Employees showed outstanding leadership skills to mount massive humanitarian initiatives almost on a war-scale. Inspirational stories of how people helped each other to get a hospital bed, emergency medicine or oxygen supplies showed how employees were living and breathing the organizational values which have always remained framed on the walls.

Most organizations used their digital collaboration platforms to communicate the services available for employees – from homecare to vaccines, doctor-on-call, or hospitalization support. Volunteer groups of employees were formed to provide the last-mile physical services using the personal and professional networks of individuals. Project management skills have been leveraged to coordinate the organization wide efforts to reach out and help each other.

Leadership brought people, process, and technology together to execute an emergency support plan for employees. Planning, decision making, and execution have become almost real time as the crisis in India snowballs.

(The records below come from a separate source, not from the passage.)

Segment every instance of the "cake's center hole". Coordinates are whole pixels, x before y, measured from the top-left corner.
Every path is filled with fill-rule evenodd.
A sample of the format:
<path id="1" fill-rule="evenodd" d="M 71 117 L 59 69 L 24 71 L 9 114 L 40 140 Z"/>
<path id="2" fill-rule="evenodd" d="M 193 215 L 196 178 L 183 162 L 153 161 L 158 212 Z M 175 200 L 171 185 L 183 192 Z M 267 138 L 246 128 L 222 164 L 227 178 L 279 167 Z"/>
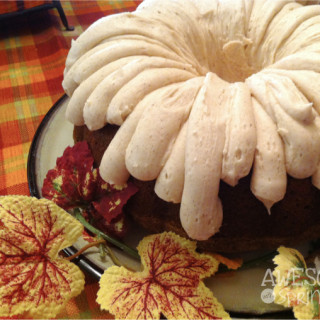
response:
<path id="1" fill-rule="evenodd" d="M 247 41 L 233 40 L 224 44 L 217 52 L 212 72 L 228 82 L 243 82 L 256 73 L 247 56 Z"/>

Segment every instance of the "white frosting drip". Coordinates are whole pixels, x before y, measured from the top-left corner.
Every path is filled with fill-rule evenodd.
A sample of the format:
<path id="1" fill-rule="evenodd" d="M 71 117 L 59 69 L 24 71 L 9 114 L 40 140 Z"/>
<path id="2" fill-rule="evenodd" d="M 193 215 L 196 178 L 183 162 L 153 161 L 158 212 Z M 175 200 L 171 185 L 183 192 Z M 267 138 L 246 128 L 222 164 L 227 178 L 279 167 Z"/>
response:
<path id="1" fill-rule="evenodd" d="M 163 166 L 154 187 L 154 191 L 158 197 L 168 202 L 181 202 L 184 187 L 187 126 L 187 123 L 184 123 L 181 127 L 171 154 Z"/>
<path id="2" fill-rule="evenodd" d="M 218 193 L 225 142 L 227 88 L 225 81 L 209 72 L 188 120 L 180 219 L 188 235 L 198 240 L 208 239 L 222 223 Z"/>
<path id="3" fill-rule="evenodd" d="M 320 157 L 319 115 L 288 77 L 259 73 L 247 83 L 277 126 L 287 173 L 298 179 L 310 177 Z"/>
<path id="4" fill-rule="evenodd" d="M 235 186 L 252 167 L 256 148 L 256 128 L 251 96 L 248 87 L 241 82 L 228 86 L 225 103 L 226 141 L 223 149 L 221 178 Z"/>
<path id="5" fill-rule="evenodd" d="M 130 61 L 137 58 L 139 58 L 139 56 L 125 57 L 115 60 L 93 73 L 85 81 L 81 82 L 81 84 L 74 90 L 70 97 L 66 112 L 67 119 L 76 126 L 84 125 L 84 105 L 95 88 L 114 71 L 121 69 Z"/>
<path id="6" fill-rule="evenodd" d="M 257 129 L 257 145 L 251 191 L 270 212 L 272 205 L 282 200 L 286 193 L 287 174 L 283 142 L 277 132 L 277 126 L 254 98 L 252 107 Z"/>
<path id="7" fill-rule="evenodd" d="M 222 223 L 221 179 L 253 168 L 269 212 L 287 174 L 320 188 L 319 30 L 320 7 L 294 0 L 145 0 L 72 42 L 67 118 L 120 125 L 103 179 L 156 179 L 188 235 L 207 239 Z"/>
<path id="8" fill-rule="evenodd" d="M 202 83 L 203 77 L 197 77 L 164 87 L 161 99 L 147 106 L 126 150 L 132 176 L 145 181 L 158 177 Z"/>
<path id="9" fill-rule="evenodd" d="M 109 123 L 121 125 L 141 100 L 141 96 L 144 97 L 148 92 L 166 84 L 187 80 L 194 76 L 183 68 L 174 68 L 175 65 L 177 67 L 178 65 L 170 60 L 149 59 L 152 61 L 133 60 L 114 71 L 97 85 L 85 102 L 83 109 L 85 124 L 90 130 L 102 128 L 107 123 L 107 119 Z M 149 69 L 150 66 L 154 69 Z M 164 66 L 166 68 L 156 69 Z M 159 73 L 157 81 L 152 76 L 154 73 Z M 130 104 L 125 98 L 126 95 L 123 96 L 123 91 L 131 96 Z"/>

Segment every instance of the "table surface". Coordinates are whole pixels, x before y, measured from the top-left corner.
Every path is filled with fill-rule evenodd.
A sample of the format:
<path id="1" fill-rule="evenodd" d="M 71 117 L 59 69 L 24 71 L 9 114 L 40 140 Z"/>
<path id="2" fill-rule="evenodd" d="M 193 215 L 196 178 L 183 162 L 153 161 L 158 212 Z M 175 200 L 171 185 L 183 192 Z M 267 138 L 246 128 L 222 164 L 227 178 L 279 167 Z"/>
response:
<path id="1" fill-rule="evenodd" d="M 7 19 L 0 24 L 0 195 L 30 195 L 27 159 L 41 120 L 62 96 L 71 39 L 97 19 L 133 11 L 141 1 L 61 1 L 74 31 L 65 31 L 57 10 Z M 98 283 L 86 275 L 82 294 L 58 318 L 109 319 L 96 303 Z"/>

Organizations learned the real meaning of collaboration as often lives were at stake. For leaders this was a time when they set aside corporate goals and placed employee health and safety above everything else. Companies realized that this was the time to show empathy, business could wait.

Humility Counts

It was a time for the Humble-Hero Leader. The digital age calls for hero leaders, people who are willing to make bold decisions (like shedding certain business positions or staking out new ones) in times of uncertainty. At the same time leaders need to have the humility to acknowledge what they don’t know and to bring on board people with potentially very different skills, backgrounds, and capabilities. They need to be willing to learn from others who may have less leadership tenure, but more relevant insights. They need to be highly inclusive and great listeners to understand not only new technologies, but also new ways of doing things that are different from how they did it before.

Leaders assembled teams rapidly, drew up plans, and executed those in almost real time. Decisions taken in the morning are being executed by evening. When lives are risks, processes must be nimble enough for instantaneous execution. They became strategic executors, functioning in a dynamic complex scenario where the future is foggy.

Strategy is Key

No one could imagine a situation that could be as volatile, complex, and uncertain as it is today. Those leaders who are able to successfully navigate today’s complexities and speed at which it is happening are learning an invaluable lesson that will help them tremendously in the future, to function as strategic executors to have clarity about what the new world will look like and what their company’s place in that world is going to be.

This will require highly strategic leaders, visionaries who can step back from the day to day to see where the world is headed, understand how value can be created in the future in ways that are different from today’s, and stake out a powerful position for the company. Being a good strategist, however, isn’t enough. Leaders need to be equally skilled at execution. They need to own the transformation of the company needed to reach the future.

They need to be able to translate strategy into specific executional steps and see that execution through to the end. They need to be able to make rapid operational decisions that help deliver the path to the future. In many ways, the digital model of value creation may require even stronger execution skills than in the past since there is so much to do to push the limits of what’s possible.

COVID-19 has become a tough teacher, delivering lessons that no one ever thought was possible. The future will belong to those who will take these lessons to heart and learn from them.